Wednesday, December 7, 2011

The Virgin Suicides

The Virgin Suicides by Jeffrey Eugenides

It's been only five weeks since I finished Eugenides book, Middlesex, and already I am longing for more of his work. There is something quite familiar about his books - not surprising really since they take place in my hometown, Detroit. But the style feels very comfortable, as if I had heard Eugenides reading his short stories in my high school English class and now get a chance to read the expanded version.

How does one write a book about 5 sisters who commit suicide without making it morose or ugly. If you are Eugenides, you tell it from the viewpoint of the neighborhood boys who worship those girls from afar. It is easy to picture these sweet boys, each in love with one or more of the pretty sisters who live across the street. Each boy happy to be invited to the only party those girls ever throw and devastated to see the youngest drop to her death at  age 13, impaling herself on the metal fence in the backyard.

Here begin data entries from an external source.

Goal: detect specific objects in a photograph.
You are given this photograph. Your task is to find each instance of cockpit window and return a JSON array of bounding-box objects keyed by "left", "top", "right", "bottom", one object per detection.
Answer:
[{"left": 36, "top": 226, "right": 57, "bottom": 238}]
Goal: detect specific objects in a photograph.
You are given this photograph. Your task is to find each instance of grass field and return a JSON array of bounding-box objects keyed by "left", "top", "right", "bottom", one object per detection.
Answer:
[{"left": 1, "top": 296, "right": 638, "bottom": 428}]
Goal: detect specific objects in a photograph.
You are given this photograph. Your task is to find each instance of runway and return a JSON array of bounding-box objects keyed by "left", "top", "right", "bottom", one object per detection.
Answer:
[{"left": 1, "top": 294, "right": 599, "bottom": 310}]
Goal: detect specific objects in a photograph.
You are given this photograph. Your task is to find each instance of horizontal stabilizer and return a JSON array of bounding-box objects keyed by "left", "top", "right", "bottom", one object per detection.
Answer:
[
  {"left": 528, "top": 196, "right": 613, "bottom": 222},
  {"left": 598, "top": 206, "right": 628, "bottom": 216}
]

With one dead, those boys still have four girls to admire and to worry about. And worry they do. The girls are not let out of the house except to go to school. The boys wonder: How are they holding up after the suicide? Are they happy? How do they entertain themselves at home day after day?

When the school's heart-throb appeals to the parents to let the sisters go to the prom, their mother makes them shapeless, high-necked dresses. The sweet boys note that the girls look great anyway and appear to have a good time. But the outing is spoiled. The youngest sister gets drunk, comes home two hours after curfew resulting in the parents pulling them out of school, leaving the sweet boys to while away the hours over games of pool and baseball thinking about how to get the sisters from their captivity. We share the boys' curiosity as they look at the girls with noses pressed to the glass, or fondle a treasured object (a diary, a bra, high-top sneakers) retrieved from the family's trash and, years later, mull over interviews with parents and neighbors.

The boys never determine exactly why the girls commit suicide, but with the trail of breadcrumbs Eugenides leaves us, we can make a very good guess. Eugenides succeeds wonderfully in bringing alive a book on death. It's a sweet, dark book that is not easily forgotten.